Erhöhtes berufliches Infektionsrisiko

In diesem Herbst und Winter ist es im Besonderen für Risikogruppen und medizinisches Personal wichtig, dass sich dieser Kreis einer Grippeschutzimpfung unterzieht (siehe hierzu auch das aktuelle Poster des Robert Koch-Instituts Berlin vom September 2023 [s. Link unten]). Das RKI weist zurecht darauf hin, dass die Wirksamkeit einer Influenza-Impfung keinen absoluten Schutz bieten kann; aber aufgrund der Häufigkeit der Influenza viele (schwere) Erkrankungsfälle verhindern und zum Patientenschutz bei Tätigen im Gesundheitswesen beitragen kann. In Deutschland werden selbst bei den aktuell mäßigen Impfquoten schätzungsweise circa 400.000 Influenza-Erkrankungen pro Jahr bei Personen über 60 Jahren verhindert. Eine jährliche Influenza-Impfung wird allen Beschäftigten im Gesundheitswesen empfohlen. Durch die Impfung wird das Risiko, sich mit dem Virus zu infizieren, und es an schutzbedürftige Personen (Patienten) zu übertragen, deutlich reduziert [1, 3, 4, 5].
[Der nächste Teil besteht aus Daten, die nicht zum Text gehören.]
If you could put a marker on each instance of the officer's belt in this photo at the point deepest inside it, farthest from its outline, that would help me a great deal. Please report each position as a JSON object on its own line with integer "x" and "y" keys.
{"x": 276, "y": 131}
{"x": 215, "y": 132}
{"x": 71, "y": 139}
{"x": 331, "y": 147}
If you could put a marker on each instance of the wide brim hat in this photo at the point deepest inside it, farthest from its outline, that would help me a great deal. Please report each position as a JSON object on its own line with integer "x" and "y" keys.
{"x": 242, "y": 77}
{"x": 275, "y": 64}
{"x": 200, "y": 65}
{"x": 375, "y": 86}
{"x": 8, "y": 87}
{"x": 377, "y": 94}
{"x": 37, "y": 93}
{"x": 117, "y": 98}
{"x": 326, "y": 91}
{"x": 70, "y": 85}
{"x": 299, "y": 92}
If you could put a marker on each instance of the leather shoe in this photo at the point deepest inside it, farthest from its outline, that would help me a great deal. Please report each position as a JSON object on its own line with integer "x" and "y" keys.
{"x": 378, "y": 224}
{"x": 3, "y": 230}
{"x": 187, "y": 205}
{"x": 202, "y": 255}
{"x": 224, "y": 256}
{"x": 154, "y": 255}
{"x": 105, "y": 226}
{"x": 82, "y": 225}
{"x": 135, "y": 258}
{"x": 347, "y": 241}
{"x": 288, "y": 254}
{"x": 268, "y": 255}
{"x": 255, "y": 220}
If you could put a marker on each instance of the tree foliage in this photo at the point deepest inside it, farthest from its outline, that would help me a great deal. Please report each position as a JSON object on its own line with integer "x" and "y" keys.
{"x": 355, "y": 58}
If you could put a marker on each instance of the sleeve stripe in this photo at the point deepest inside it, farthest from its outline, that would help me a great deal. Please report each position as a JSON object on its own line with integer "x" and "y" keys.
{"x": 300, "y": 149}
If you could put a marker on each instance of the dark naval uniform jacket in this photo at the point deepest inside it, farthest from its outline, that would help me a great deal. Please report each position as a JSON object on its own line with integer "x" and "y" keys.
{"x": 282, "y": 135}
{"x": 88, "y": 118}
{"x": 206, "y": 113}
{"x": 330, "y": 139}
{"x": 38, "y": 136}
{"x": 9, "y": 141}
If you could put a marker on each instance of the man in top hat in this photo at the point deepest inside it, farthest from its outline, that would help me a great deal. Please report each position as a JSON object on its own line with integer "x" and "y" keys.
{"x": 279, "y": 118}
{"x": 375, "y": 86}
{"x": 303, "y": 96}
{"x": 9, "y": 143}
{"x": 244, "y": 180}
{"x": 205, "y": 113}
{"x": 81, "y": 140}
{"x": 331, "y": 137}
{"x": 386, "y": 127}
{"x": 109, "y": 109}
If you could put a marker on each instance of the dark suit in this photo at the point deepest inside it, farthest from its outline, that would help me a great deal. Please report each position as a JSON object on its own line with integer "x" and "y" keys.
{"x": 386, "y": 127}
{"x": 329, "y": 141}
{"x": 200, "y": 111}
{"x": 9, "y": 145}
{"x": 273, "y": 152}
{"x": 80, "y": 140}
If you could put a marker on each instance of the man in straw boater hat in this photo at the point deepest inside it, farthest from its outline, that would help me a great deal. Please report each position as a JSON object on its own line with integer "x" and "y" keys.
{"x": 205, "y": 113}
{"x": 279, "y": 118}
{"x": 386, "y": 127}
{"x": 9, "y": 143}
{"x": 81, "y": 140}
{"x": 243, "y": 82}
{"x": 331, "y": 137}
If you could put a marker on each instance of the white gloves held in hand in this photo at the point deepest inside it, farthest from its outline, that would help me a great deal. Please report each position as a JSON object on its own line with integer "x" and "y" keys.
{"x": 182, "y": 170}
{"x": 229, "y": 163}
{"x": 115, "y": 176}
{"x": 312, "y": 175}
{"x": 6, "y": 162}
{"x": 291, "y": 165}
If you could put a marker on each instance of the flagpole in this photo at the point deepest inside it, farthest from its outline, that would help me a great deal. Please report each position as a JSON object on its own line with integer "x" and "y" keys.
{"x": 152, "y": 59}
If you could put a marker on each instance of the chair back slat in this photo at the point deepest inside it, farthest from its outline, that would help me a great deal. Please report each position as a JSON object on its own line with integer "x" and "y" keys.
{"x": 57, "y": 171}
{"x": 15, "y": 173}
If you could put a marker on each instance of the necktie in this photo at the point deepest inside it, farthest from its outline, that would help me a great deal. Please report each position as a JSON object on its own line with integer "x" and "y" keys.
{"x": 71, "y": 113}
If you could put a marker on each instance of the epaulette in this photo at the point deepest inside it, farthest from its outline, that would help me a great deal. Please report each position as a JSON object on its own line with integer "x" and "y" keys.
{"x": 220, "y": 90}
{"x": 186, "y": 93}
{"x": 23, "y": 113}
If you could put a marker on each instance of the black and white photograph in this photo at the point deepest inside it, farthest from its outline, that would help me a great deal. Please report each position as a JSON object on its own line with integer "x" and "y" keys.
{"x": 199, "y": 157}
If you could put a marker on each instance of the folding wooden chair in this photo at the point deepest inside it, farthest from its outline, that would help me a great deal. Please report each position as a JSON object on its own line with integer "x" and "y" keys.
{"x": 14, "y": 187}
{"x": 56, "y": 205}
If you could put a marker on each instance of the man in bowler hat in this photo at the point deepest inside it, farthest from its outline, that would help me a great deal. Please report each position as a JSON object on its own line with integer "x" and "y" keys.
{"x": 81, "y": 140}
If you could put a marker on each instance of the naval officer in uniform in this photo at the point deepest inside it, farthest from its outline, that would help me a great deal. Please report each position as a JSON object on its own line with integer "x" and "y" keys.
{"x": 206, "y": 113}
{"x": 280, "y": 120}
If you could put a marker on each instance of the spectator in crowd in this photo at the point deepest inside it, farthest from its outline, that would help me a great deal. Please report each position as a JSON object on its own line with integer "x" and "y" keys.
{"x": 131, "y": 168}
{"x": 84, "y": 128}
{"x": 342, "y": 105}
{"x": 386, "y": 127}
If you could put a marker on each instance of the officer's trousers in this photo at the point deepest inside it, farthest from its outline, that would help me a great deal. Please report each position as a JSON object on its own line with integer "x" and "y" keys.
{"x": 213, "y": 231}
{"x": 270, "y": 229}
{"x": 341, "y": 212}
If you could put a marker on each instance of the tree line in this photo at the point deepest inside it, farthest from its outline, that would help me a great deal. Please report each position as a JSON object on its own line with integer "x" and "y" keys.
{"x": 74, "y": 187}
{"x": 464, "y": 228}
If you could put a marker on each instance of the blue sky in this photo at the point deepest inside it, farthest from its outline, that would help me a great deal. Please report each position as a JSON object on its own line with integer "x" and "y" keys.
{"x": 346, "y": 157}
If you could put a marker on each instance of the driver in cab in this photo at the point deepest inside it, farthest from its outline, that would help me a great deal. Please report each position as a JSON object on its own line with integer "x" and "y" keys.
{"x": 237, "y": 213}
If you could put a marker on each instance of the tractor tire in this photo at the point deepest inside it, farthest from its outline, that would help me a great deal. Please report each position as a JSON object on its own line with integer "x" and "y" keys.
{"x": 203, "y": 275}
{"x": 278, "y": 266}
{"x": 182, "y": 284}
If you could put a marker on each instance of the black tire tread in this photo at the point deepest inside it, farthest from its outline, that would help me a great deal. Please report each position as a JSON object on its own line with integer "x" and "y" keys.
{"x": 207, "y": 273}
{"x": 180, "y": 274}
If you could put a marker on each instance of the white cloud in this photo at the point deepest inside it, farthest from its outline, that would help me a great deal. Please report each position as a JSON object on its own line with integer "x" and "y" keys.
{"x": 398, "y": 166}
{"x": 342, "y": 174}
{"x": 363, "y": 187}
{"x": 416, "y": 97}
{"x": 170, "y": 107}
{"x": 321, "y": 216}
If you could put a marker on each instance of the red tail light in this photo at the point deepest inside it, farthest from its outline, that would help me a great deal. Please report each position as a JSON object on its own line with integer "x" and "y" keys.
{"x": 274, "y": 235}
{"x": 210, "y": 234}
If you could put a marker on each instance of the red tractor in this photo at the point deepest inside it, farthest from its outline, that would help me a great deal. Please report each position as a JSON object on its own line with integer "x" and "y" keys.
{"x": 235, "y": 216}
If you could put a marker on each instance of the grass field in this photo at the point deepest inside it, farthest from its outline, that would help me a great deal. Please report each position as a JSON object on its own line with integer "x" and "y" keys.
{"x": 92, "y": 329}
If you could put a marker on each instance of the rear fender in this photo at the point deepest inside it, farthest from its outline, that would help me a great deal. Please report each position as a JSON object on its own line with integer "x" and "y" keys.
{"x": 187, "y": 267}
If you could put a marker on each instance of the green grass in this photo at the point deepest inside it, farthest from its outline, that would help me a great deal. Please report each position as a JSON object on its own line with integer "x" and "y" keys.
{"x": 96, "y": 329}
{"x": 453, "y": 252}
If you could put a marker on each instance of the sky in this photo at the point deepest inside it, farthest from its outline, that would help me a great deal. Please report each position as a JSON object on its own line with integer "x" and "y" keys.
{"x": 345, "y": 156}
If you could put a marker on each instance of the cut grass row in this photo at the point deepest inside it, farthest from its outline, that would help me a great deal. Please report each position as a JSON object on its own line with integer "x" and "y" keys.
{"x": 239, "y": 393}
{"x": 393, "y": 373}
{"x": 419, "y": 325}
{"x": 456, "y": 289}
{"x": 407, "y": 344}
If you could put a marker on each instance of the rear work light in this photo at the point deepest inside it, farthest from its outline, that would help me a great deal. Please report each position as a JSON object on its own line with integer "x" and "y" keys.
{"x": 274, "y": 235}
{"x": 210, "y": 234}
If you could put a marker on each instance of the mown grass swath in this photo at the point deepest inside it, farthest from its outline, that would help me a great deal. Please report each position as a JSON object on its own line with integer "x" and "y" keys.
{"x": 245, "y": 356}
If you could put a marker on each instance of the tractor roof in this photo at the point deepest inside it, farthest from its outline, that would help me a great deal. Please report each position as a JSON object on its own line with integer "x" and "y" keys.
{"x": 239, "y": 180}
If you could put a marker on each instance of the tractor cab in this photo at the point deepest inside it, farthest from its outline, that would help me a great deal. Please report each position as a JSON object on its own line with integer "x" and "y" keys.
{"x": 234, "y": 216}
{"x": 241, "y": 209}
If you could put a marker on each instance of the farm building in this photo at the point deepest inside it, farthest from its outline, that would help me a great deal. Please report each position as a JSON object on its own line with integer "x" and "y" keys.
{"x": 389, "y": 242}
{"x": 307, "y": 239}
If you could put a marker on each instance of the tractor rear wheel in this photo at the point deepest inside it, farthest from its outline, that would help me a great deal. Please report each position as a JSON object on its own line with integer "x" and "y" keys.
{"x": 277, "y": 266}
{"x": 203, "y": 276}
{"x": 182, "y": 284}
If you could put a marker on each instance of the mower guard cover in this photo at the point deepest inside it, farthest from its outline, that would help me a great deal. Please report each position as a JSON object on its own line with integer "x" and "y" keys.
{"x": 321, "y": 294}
Die Compliance der jährlichen Grippeschutzimpfung ist bei Mitarbeitern in Gesundheitseinrichtungen aus nicht rationalen Gründen immer noch unzureichend. Eine Untersuchung zur saisonalen Influenza-Impfung von Tätigen in einer Pflegeeinrichtung für ältere Erwachsene in der Republik Irland ermittelte Einstellungen und Überzeugungen. Während der Grippesaison 2016-2017 haben sich dort nur 20 der befragten Mitarbeiter einer Influenza-Impfung unterzogen. Mehr als die Hälfte der Tätigen (60%) waren der Überzeugung, dass die Impfung nicht ausreichend schützt. 47% der Mitarbeiter äußerten die Angst, dass sie sich mit dem Impfstoff sogar eine Influenza zuziehen würden. Betriebsärzte müssen das Nutzen-Risiko-Verhältnis für die Gesundheitsberufe im Kontext Impfcompliance transparenter machen; nur durch Ausräumen von Missverständnissen lässt sich dann auch die Akzeptanz für die jährliche Impfbereitschaft in Risikobereichen erhöhen, wo ein infektionsanfälliges Patientengut versorgt werden muss [3]. Grundsätzlich besteht, bedingt durch die physiologische Immunseneszenz, bei Bewohnern in Pflegeeinrichtungen und auch in Akutkrankenhäusern eine erworbene Disposition für respiratorische und auch andere Infektionen. Auch Kinder haben ein höheres Risiko für Influenza-Komplikationen. Eine Untersuchung in einem Kinderkrankenhaus in der Türkei untersuchte die Impfbereitschaft für die jährliche Grippeimpfung bei den dort tätigen medizinischen Fachangestellten: In der Saison 2017–2018 konnte die Grippeschutzimpfung, durch die vorausgegangenen Impfkampagnen in den Vorjahren, signifikant verbessert werden. Die Studie zeigt gleicherweise auch hier, dass durch fachspezifische Informationen über die Wertigkeit der jährlichen Grippeschutzimpfung eine Impfbereitschaft bei den Mitarbeitern erreicht werden konnte. Jedes Jahr zu Beginn der Influenza-Saison im September/Oktober wird in der Kinderklinik explizit auf die Influenza-Impfung hingewiesen, dass ein aktueller, kostenloser Impfstoff für alle Mitarbeiter zur Verfügung steht.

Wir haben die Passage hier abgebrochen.